We parents sometimes blow it in this department by failing to practice what we preach. Do you answer or initiate calls while driving? Answer texts? Your example behind the wheel is a much greater predictor of what your child’s driving behavior will be than the rules you attempt to set up for them. Set a good example, prioritize safety over convenience, and arrive alive!

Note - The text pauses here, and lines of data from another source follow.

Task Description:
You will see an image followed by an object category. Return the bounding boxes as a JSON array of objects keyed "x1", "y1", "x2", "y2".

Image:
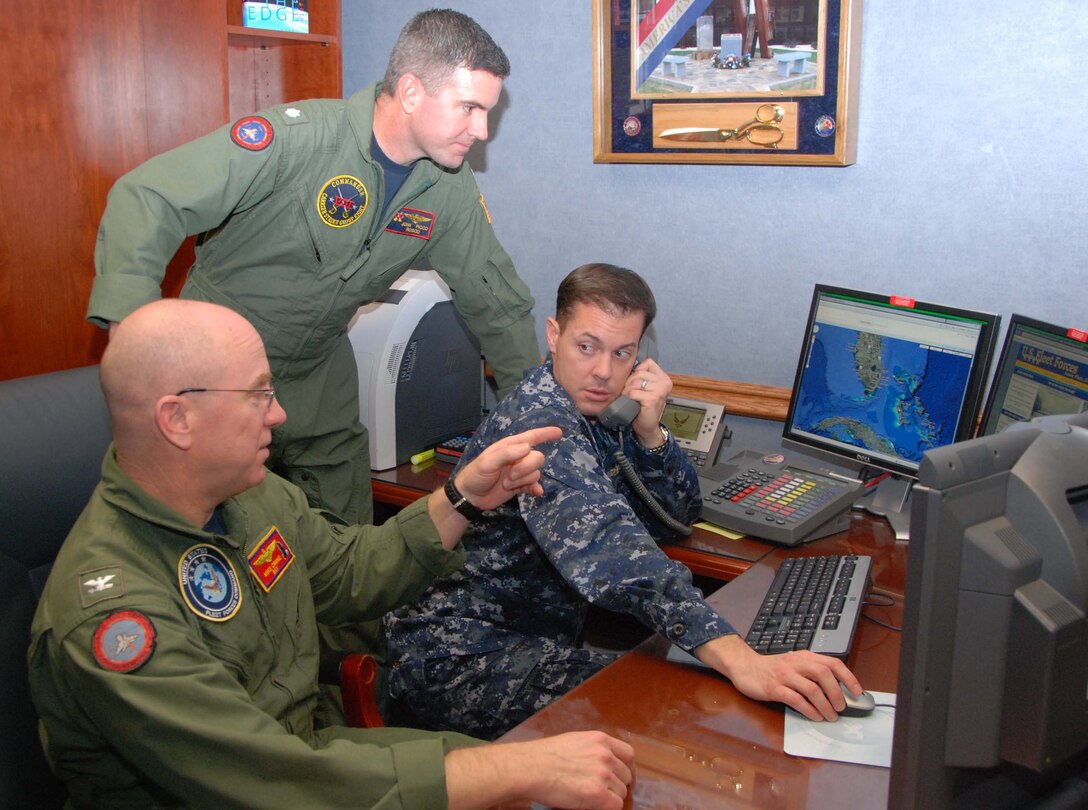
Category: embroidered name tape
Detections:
[{"x1": 385, "y1": 208, "x2": 435, "y2": 240}]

Consider these ways you can help your child be safe:
1. Start with a contract.
Make your expectations clear from the very beginning regarding safe driving standards. Be specific about things like when passengers are allowed, etc. Use our Teen Driving Contract to help you create good boundaries for your young driver.
2. Start small.
If you’re unsure about your child’s ability to honor the contract and make good decisions behind the wheel, limit independent driving in the beginning. This may be simple for you as many states now participate in a graduated licensing structure for drivers which limits the freedoms young drivers enjoy. If you feel like your child isn’t ready for the level of responsibility your state is willing to grant him or her, feel free to put your own restrictions in place. As your teen demonstrates good driving judgment, you can increase how frequently and how far he or she is allowed to drive. Check out this guide to the laws state by state for more details.

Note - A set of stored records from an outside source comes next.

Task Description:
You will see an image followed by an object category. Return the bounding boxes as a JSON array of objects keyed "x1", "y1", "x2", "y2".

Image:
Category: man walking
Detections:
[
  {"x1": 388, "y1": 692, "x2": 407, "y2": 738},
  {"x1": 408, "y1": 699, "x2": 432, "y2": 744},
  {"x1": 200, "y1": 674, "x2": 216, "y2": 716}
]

3. Forecast likely distractions and temptations.
You know your child’s habits, and if his or her phone is always in hand, your rules about phone use in the car will need to be super-specific and enforced. Some drivers even place phones in the back seat or trunk until they reach a destination to eliminate the temptation to pick it up. If the likely problem is loud music or friends who want a ride, be proactive about creating boundaries in those areas.
4. Set a good example.
We can’t stress this enough: your child’s driving behavior will probably look a lot like yours. So if you make a no-phones-while-driving rule and then repeatedly break it yourself, you can expect him to do the same. Walk the walk, mom.
5. When two rules conflict, safety is the tiebreaker.
If you’re one of those parents who expects your child to answer your calls or texts promptly, make sure they know this is the one exception to that rule. In this area and in other areas of life, the safest choice is the better choice.
6. Don’t be afraid to revoke privileges.
Yes, it’s terribly inconvenient. But the one correction your teen driver will understand and heed more than any other is losing the car keys. Love her enough to inconvenience everyone–including yourself–to help her understand the importance of driving safety.